According to Outzen, Turkey was careful to avoid any danger to US troops based in northern Syria during that operation.

“There are still US troops in northern Syria, and I must assume Turkey will pay equal attention,” Outzen added.

The US is not the only international power Turkey has to worry about.

Russia has been supporting the Syrian government, and has fought against Turkey’s allies in the Syrian opposition. Moscow also has maintained a strong relationship with the SDF.

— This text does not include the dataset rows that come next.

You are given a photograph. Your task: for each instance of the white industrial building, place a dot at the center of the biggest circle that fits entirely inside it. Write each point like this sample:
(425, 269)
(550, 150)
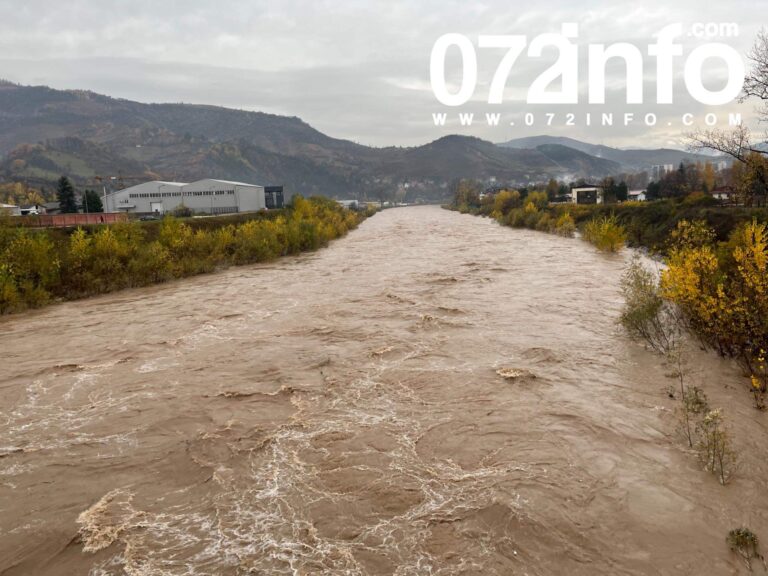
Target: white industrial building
(207, 196)
(587, 195)
(10, 209)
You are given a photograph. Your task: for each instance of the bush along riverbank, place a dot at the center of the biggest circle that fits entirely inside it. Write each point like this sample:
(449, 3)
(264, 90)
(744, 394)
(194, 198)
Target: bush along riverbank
(41, 266)
(715, 283)
(608, 226)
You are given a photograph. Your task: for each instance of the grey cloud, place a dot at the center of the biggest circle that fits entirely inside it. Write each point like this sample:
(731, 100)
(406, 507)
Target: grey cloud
(353, 69)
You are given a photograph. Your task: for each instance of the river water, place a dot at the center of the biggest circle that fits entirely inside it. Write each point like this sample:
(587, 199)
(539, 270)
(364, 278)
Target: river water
(340, 412)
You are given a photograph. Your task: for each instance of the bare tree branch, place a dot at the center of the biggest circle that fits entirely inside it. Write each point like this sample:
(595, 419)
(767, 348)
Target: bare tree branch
(736, 143)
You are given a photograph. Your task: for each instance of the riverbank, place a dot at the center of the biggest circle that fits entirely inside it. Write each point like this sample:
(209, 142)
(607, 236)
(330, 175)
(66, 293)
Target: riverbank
(38, 267)
(343, 414)
(648, 225)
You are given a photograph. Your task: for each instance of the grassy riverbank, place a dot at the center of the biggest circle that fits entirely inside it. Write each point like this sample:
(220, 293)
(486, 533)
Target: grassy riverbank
(646, 225)
(41, 266)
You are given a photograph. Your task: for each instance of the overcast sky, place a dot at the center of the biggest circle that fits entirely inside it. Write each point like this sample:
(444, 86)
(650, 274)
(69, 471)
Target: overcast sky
(352, 69)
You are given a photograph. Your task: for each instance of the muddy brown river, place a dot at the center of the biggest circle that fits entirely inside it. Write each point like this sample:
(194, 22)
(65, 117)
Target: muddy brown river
(340, 413)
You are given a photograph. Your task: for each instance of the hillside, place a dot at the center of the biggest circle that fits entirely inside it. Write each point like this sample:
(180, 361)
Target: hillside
(630, 160)
(45, 133)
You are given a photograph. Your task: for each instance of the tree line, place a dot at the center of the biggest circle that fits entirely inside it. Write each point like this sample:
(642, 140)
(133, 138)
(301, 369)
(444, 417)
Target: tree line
(40, 266)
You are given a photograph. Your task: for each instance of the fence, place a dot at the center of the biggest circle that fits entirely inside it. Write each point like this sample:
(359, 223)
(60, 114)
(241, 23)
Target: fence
(61, 220)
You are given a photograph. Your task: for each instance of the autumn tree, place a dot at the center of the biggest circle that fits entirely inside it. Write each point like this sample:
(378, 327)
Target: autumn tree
(65, 194)
(738, 142)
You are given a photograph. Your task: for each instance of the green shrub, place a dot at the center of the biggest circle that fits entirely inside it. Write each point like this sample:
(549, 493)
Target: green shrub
(744, 542)
(565, 226)
(605, 233)
(646, 315)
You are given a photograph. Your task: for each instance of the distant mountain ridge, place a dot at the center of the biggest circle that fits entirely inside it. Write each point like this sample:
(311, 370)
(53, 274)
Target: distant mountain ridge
(45, 133)
(630, 160)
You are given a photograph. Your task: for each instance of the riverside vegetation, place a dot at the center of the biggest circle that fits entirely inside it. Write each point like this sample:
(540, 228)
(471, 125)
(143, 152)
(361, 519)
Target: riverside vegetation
(39, 266)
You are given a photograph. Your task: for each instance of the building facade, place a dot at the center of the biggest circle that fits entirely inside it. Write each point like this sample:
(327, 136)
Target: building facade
(208, 196)
(587, 195)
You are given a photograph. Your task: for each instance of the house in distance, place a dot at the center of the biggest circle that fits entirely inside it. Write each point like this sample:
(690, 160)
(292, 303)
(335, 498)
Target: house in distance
(208, 196)
(587, 195)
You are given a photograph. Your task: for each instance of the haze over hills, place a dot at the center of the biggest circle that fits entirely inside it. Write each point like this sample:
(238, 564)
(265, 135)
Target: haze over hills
(45, 133)
(631, 160)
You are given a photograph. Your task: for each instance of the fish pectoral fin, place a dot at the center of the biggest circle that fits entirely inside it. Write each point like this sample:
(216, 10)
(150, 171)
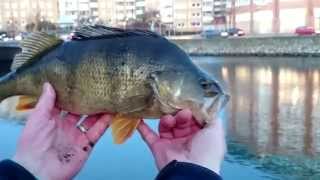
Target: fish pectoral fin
(123, 127)
(26, 103)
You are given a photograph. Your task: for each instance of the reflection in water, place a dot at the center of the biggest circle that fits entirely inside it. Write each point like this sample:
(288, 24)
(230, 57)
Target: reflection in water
(274, 111)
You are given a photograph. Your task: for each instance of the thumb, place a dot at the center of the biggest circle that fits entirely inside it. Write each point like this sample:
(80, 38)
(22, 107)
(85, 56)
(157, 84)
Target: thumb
(147, 134)
(46, 103)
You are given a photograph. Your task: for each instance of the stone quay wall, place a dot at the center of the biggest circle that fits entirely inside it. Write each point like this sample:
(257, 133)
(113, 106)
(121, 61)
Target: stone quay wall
(253, 46)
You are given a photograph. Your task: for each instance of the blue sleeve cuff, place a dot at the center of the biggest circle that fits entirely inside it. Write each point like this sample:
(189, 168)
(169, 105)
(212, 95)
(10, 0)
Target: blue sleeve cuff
(10, 170)
(186, 171)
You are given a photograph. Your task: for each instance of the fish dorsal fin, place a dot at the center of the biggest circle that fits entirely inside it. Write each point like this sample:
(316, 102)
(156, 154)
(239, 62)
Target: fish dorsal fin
(96, 31)
(35, 45)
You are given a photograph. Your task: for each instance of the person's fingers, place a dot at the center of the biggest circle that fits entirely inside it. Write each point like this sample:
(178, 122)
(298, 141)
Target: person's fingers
(166, 124)
(147, 134)
(45, 104)
(98, 129)
(184, 119)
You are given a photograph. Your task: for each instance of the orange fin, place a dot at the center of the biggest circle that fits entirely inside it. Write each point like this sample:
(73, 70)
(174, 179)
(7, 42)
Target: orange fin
(123, 127)
(26, 103)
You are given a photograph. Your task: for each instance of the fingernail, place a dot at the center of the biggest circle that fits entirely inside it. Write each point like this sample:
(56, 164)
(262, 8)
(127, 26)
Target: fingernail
(46, 87)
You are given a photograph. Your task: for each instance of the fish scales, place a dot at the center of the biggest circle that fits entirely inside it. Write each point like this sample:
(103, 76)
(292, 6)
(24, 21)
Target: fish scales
(133, 73)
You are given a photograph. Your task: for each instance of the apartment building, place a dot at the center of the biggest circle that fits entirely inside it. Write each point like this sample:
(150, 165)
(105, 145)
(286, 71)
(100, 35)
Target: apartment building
(273, 16)
(120, 12)
(193, 15)
(75, 12)
(16, 14)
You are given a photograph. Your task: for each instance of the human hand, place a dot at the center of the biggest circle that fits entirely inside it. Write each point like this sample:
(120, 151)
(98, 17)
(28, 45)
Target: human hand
(181, 138)
(53, 148)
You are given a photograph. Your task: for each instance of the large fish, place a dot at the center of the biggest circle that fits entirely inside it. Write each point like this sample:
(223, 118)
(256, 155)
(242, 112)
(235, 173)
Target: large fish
(132, 73)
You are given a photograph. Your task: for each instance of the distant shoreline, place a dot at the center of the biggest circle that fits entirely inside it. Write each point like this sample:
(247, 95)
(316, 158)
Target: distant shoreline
(286, 46)
(280, 46)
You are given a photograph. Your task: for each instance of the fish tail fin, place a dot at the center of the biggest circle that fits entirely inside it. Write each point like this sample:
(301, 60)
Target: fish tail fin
(123, 127)
(8, 110)
(7, 86)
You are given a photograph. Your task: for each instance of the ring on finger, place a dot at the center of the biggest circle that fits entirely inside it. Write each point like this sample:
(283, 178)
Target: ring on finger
(82, 128)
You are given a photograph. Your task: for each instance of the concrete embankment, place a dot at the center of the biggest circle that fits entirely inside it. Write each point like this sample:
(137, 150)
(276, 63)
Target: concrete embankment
(253, 46)
(241, 46)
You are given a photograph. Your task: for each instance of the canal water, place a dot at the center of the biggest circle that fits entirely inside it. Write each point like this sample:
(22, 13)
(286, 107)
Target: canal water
(272, 124)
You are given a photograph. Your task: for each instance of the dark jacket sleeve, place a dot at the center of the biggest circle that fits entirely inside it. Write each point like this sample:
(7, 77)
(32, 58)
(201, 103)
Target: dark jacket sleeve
(186, 171)
(10, 170)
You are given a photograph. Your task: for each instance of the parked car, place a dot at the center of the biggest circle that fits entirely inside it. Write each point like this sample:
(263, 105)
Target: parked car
(210, 33)
(305, 30)
(235, 32)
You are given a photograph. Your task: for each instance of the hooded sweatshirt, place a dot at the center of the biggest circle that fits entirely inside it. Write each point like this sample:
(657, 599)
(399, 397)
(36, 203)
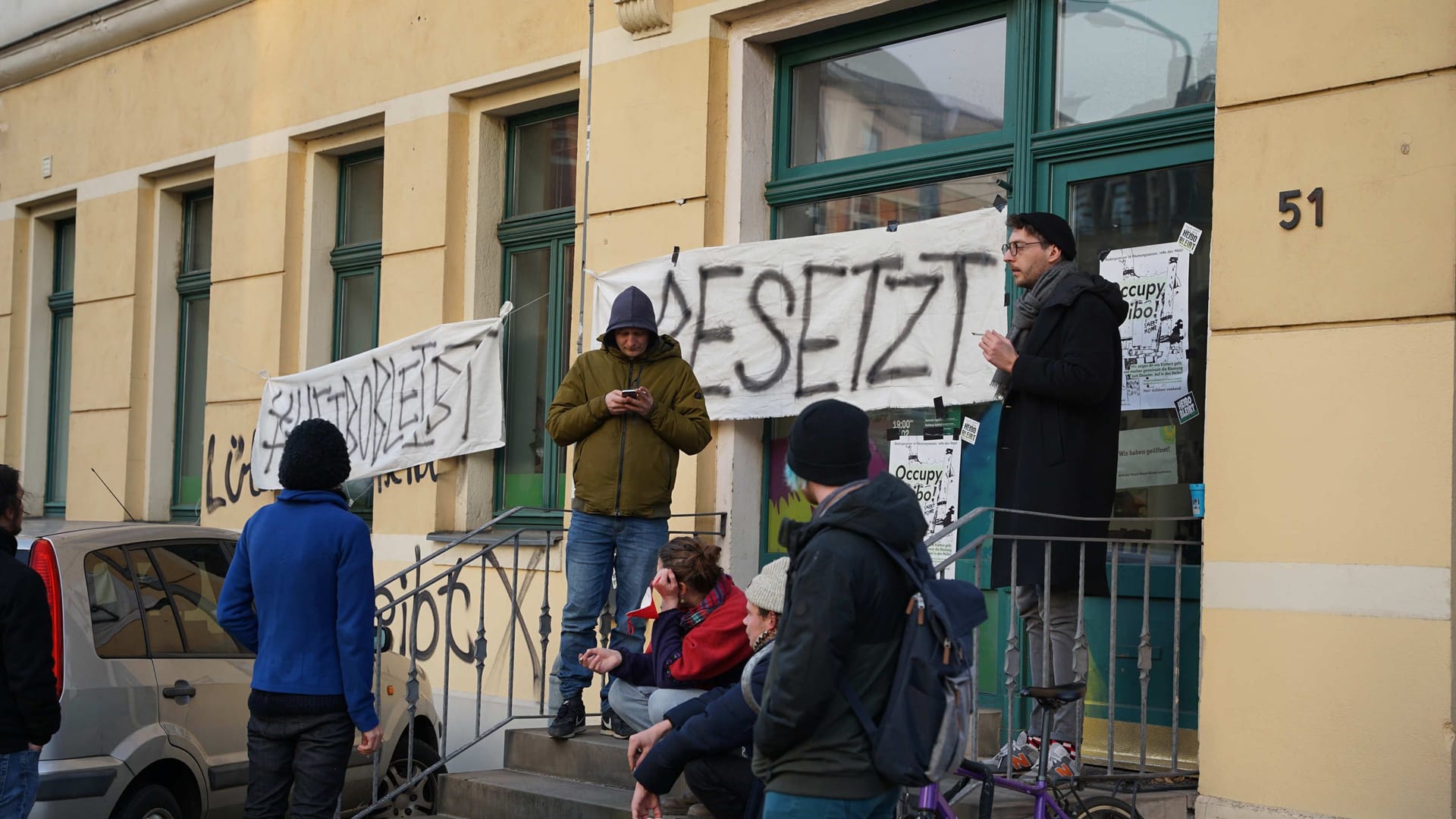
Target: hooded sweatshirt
(300, 594)
(30, 711)
(626, 465)
(845, 617)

According to Halil Ibrahim Albayrak, a Turkish intelligence and security expert, Russia and the US are effectively Turkey’s de facto neighbours on its southern border with Syria.

That poses a problem to Turkey, which feels that both Moscow and Washington have not adhered to promises that Ankara’s security concerns would be considered.

“Turkey’s definition of a threat, specifically in Syria and Iraq, has always been clear, and it has explained this numerous times to both the US and Russia,” Albayrak told Al Jazeera. “No other country in the international system has been as vulnerable to terrorism as Turkey. We have compelling reasons to conduct a military operation. No EU country has an 800-kilometere-long [500-mile-long] border that breeds terrorism.”

In Turkey’s eyes, military operations against the PKK and its affiliated groups have already reaped rewards, not just in Syria, but also in Iraq.

According to both Basbug and Albayrak, the PKK’s presence in Iraq has nearly vanished as a result of those operations in the north of the country.

However, Basbug believed that Turkey will not launch a campaign in Syria until its continuing campaign in Iraq is completed.

Instead, he expected limited attacks against the YPG in Syria to continue, until a full-scale operation is required.

“We have almost come to the end of the operation in Iraq,” said Basbug. “When it’s complete, we’ll have disrupted the link between the PKK in Iraq and the YPG in Syria. [Therefore] a full-scale operation, which we are currently capable of, may not even be necessary.”